The fact that Saddam Hussein is a ruthless dictator is not reason enough to usurp his country and sacrifice thousands of people's lives in the process. We all understand that. And that's why the administration had to deceive the public into thinking we were really at threat from Iraq in order to gain our support for the invasion. It's appalling and revolting. I expect to be lied to about little things, but when the entire fabric of our reality is distorted, and when we as a people are collectively manipulated; it is time to take a stand. This isn't a battle for this policy or that policy--it's a battle for our minds. When the notion of Iraq as a threat was first presented, I unfortunately bought into it along with the rest of the American public. But after all the lies, inconsistencies, and conflicts-of-interest were revealed, I became enraged. Not only at those who lied to me, but at myself for being blind and apathetic. I know others have had a similar experience. It would be nice to see people politically involved because they believe in the political process and want to have a hand in shaping the future of their country. Half of me believes that and half of me thinks its bullshit. I think that the major issue we face as a nation isn't that people don't vote, but rather, that we have no truths. It’s hard to believe anything in modern society because the things we know as true seem to change and shift constantly. This in turn throws our collective psyche into a constant state of neurosis and agitation. In order for us to really institute positive change in the world, we first need
to look within, and gain a deeper understanding of ourselves. Maybe if some of
us (ahem!) were more comfortable with who we were, we wouldn't feel the
need (ahem) to act out boyhood cowboy fantasies (ahem!) while holding public office (ahem!).
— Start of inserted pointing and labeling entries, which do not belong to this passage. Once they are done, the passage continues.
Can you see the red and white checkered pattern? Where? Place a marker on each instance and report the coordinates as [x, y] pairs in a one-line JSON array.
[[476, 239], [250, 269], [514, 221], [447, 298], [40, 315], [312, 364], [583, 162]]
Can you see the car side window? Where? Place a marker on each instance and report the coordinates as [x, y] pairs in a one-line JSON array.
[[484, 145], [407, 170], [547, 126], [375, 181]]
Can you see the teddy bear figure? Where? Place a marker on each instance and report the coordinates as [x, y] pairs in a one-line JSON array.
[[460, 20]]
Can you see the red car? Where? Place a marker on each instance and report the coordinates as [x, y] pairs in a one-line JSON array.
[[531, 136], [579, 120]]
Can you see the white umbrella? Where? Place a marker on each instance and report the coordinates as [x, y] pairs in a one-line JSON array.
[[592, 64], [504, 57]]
Underground music should always go hand in hand with new ideas. That's what makes people passionate about music. That's what gives it power, and differentiates it from the bullshit that's available in the mainstream. Our scene survives not on one particular style of music, but rather on a shared spirit of discourse and debate. This scene is the place where new ideas are formed, introduced and discussed. Not all those ideas need to be preachy, and not all of them need to be political. Bands that spread ideas that make people look within, or ask questions that lead to realizations about the world, are just as worthwhile as bands that speak about overthrowing the government, sometimes, in light of clichéd rhetoric, even more worthwhile. Though they need not be immediately available in the lyrics, it is crucial for a band to use its position in the public to help spread new ideas. And not just for the sake of a personal ideology--but rather for the sake of the process of discourse
in the pursuit of truth.

The last four years in American politics have if anything reinforced my fears. Punkvoter.com has started to restore my faith that the American political
system might be restored . . . at least a little.